The Big Adios Western Digest debuted the 22nd for the Kindle and this week in print. Featuring stories by David James Keating, Tom Pitts, Jim Wilsky and many others. It was co-edited by former TBA editors Ryan Sayle and Chris Leek, the latter who I believe is one of the premier contemporary Western writers.
So much so, this week I published Chris’s novella GOSPEL OF THE BULLET, a heart wrenching post Civil War tale of a fallen preacher and a lost girl brought together out of loyalty and revenge. This novella is part of the One Eye Press Singles series, and the story is tied to a short that appears in The Big Adios Western Digest (Winter 2014) edition, as well as a story in the current debut issue of Dark Corners Magazine.
With sales and luck, hopefully GOSPEL will end up as part of a Series instead of a Singles. It’s a great story with a batch of good blurbs.
“Chris Leek’s GOSPEL OF THE BULLET is as tough-minded a Western tale as you’re likely to run across. Dark, violent, yet heartbreakingly poignant, this story of the tragic legacy of war, as well as the unlikely friendship between a gunslinging preacher and an orphaned teenage girl with a troubled past and an uncertain future, will stick with the reader for a long time.”

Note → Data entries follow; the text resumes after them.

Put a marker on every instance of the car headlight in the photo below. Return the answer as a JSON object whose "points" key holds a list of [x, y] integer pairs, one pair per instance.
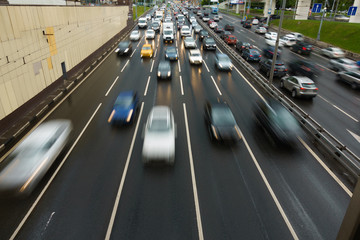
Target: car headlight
{"points": [[129, 115]]}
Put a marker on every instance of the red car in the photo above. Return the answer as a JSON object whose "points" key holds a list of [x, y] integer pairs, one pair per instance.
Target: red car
{"points": [[230, 39]]}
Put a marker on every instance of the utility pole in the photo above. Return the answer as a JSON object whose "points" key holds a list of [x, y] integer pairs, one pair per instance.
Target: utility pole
{"points": [[277, 44], [322, 19]]}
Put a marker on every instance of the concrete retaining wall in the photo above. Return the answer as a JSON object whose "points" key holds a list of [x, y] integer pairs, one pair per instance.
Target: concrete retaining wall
{"points": [[36, 41]]}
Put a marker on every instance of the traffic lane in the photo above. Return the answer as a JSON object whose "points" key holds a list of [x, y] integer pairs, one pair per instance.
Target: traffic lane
{"points": [[288, 177], [97, 152], [157, 201]]}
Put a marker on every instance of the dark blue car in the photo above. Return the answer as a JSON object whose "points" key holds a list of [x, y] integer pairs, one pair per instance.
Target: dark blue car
{"points": [[125, 108], [251, 55]]}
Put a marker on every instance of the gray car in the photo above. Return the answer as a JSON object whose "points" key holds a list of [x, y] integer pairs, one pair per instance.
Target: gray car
{"points": [[343, 64], [351, 77], [299, 86]]}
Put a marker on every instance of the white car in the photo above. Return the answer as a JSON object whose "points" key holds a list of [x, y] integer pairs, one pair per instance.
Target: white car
{"points": [[25, 166], [272, 42], [135, 35], [271, 35], [333, 52], [213, 25], [185, 31], [159, 136], [195, 56], [288, 41], [150, 34], [189, 42]]}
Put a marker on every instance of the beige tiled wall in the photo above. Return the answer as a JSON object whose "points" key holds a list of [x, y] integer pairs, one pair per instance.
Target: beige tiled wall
{"points": [[78, 32]]}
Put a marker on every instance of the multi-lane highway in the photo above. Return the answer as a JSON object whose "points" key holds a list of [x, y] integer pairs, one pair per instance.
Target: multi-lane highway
{"points": [[99, 188]]}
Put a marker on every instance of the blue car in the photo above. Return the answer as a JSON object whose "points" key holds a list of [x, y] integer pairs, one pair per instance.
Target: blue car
{"points": [[251, 55], [125, 108]]}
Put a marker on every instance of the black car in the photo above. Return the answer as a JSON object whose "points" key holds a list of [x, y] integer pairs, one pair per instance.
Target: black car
{"points": [[171, 53], [302, 48], [209, 44], [276, 122], [304, 68], [124, 48], [221, 123], [156, 27], [229, 27], [279, 70], [224, 34], [247, 24], [203, 34], [164, 69], [219, 29], [269, 52]]}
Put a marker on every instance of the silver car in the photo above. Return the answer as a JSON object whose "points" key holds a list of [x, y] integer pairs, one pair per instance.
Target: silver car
{"points": [[159, 136], [23, 168], [343, 64], [351, 77], [299, 86]]}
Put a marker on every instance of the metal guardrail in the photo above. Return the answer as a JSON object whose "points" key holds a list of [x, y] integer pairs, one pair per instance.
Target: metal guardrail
{"points": [[333, 146]]}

— James Reasoner, author of Dancing with Dead Men and Last Chance Canyon
“Chris Leek’s GOSPEL OF THE BULLET IS a wonderfully satisfying Western novel. Mesmerizes… First-rate.”

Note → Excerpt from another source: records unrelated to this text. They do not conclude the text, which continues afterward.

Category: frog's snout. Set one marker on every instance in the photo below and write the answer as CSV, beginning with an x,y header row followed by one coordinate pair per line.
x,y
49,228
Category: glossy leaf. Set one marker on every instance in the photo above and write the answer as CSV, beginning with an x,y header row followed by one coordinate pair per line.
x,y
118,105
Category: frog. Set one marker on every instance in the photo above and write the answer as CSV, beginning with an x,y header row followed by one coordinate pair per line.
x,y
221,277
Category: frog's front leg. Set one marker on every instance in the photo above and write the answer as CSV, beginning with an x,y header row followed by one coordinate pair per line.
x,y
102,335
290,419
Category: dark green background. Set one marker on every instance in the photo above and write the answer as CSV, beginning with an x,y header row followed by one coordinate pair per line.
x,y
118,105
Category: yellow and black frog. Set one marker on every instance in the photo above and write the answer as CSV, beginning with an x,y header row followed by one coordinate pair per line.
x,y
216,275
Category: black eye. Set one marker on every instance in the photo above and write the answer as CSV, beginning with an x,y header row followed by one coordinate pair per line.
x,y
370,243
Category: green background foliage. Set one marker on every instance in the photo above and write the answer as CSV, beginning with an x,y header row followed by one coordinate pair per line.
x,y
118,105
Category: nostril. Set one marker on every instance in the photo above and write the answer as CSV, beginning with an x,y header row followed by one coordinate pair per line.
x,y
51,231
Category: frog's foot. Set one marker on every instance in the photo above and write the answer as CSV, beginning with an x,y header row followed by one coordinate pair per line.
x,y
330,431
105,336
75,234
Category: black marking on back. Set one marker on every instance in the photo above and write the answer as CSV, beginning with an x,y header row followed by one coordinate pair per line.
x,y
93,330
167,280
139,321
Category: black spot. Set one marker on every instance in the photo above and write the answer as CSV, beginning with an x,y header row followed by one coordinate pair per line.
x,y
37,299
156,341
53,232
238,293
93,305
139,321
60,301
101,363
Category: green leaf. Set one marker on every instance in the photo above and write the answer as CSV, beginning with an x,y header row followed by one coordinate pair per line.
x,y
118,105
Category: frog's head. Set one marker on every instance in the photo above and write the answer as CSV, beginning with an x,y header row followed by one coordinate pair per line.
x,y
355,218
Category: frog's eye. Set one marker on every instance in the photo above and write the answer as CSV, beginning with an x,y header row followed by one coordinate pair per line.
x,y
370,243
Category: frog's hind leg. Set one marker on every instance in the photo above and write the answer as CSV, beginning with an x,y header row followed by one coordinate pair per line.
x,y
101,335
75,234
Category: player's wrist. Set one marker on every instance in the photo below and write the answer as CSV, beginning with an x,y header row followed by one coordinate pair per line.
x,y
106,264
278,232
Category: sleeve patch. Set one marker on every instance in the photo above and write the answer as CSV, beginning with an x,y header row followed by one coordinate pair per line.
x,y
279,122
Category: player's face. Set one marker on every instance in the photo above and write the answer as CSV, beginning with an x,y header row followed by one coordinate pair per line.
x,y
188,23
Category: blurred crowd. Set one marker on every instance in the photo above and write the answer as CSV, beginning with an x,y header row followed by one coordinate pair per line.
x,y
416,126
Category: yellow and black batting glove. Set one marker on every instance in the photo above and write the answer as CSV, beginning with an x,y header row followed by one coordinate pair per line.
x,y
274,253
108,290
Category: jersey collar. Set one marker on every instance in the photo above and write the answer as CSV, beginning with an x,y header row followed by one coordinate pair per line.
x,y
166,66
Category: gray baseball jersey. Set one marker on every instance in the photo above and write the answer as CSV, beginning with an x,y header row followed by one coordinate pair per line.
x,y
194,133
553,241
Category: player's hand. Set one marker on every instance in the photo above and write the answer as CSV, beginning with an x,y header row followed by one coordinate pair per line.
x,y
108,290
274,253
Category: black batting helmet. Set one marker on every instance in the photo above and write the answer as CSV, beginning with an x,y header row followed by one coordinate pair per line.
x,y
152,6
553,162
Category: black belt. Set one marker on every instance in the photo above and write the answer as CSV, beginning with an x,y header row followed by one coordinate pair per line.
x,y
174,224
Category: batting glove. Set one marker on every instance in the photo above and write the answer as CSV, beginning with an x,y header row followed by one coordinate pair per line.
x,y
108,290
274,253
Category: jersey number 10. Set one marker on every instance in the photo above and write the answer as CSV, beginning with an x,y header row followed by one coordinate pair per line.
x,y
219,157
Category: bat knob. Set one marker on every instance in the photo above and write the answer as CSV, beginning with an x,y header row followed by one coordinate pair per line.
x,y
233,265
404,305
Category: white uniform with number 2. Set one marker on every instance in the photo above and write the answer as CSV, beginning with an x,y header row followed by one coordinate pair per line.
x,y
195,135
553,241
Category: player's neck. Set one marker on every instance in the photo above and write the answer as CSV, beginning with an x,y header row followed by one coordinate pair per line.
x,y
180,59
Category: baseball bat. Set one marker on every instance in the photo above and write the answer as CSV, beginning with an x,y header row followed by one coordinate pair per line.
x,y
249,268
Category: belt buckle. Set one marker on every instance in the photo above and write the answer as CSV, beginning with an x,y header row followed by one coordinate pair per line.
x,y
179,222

— Edward A Grainger, author of Adventures of Cash Laramie and Gideon Miles
“GOSPEL OF THE BULLET hooks you from the first volley of rifle fire to its last beautiful irony. Chris Leek’s novella reminds you of the acid-stained Westerns of the 70’s, by way of Charles Portis.”
— Gareth Spark, author of Half Past Nothing
“Chris Leek’s GOSPEL OF THE BULLET is a tight, gritty tale about redemption, blood, and friendship between the friendless. Gospel is another winner from One Eye Press, who have had nothing but winners to date.”
— Craig McNeely, editor of Dark Corners Magazine
I’ve got another Western in the queue for 2015 from a talented young writer who takes the reader and a pair reluctant bounty hunters on tale riddled with bullets and humor. It all depends on the success of these Western projects now. If you are a fan of the Western as much as I am, I encourage you to pick up The Big Adios Western Digest (Fall 2014) and GOSPEL OF THE BULLET by Chris Leek today.
I love the Western. I hope you do too.